Pero volviendo al tema, el pasado 9 de noviembre, el mundo se estremeció con la noticia de que Donald J. Trump iba a tomar las riendas del país más poderoso del mundo. Sí, esa criatura infame que durante toda su campaña despotricó en contra de musulmanes, prometió construir un muro de miles de kilómetros en la frontera y por años abusó de las mujeres. Sí, ese charlatán, esa piltrafa, esa basura. Hubo brotes de violencia y alaridos en el bar donde estuve la misma noche de las elecciones. En el aire se respiraba un ambiente de confusión y tristeza. En la rockola, sonaba fuerte “What’s going on” de Marvin Gaye y todos cantaban con el corazón roto.

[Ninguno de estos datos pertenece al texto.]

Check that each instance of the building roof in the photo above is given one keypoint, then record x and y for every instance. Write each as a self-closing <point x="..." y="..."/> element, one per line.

La mañana siguiente, la ciudad amaneció muy gris, recuerdo que tomé el tren a Manhattan y vi caras largas con la mirada desencajada. Nos mirábamos queriendo ser solidarios, pero sin saber realmente de que lado estábamos. 

Entonces, What’s going on, Marvin?. Podemos adjudicar el triunfo a que Trump tocó una fibra sensible en la clase trabajadora sin empleo y les dijo lo que querían escuchar. Podemos culpar la arrogancia del partido demócrata por no dejar llegar las ideas progresistas de Bernie Sanders y en cambio, forzar a una candidata que traía arrastrando un pasado controversial. Podemos, incluso, cuestionar el obsoleto sistema del colegio electoral, que al final decidió la contienda, sin importar que el voto popular fuera para Hillary. Lo que no podemos hacer es quedarnos callados y sucumbir ante las ideas fascistas del presidente-electo y su ejército de neo-nazis. Porque aunque Trump sea la nueva cara de America, son los que están detrás de él (Pence, Bannon, Sessions…) los verdaderos jinetes del Apocalipsis. 

Ya no basta con estar tristes o ser cínicos. Para sanar tenemos que empezar con nosotros mismos, con nuestra comunidad. Ésto se combate todos los días, con expresiones artísticas y haciendo las paces con el vecino. Quizá no sé que pedo con Alabama, Florida ó Montana. Pero estoy orgulloso, hoy más que nunca, de vivir en Nueva York. Donde gente progresista, educada y de mente abierta interactúa todos los días. Aunque el futuro luzca incierto, nos tenemos los unos a los otros y todos estamos en el mismo barco. Sí, el árabe que maneja tu Uber, la china de la lavandería que dobla tu ropa, el boricua que te corta el pelo y el mexicano que cocina tu comida. Todos somos Nueva York y todos somos Estados Unidos de America.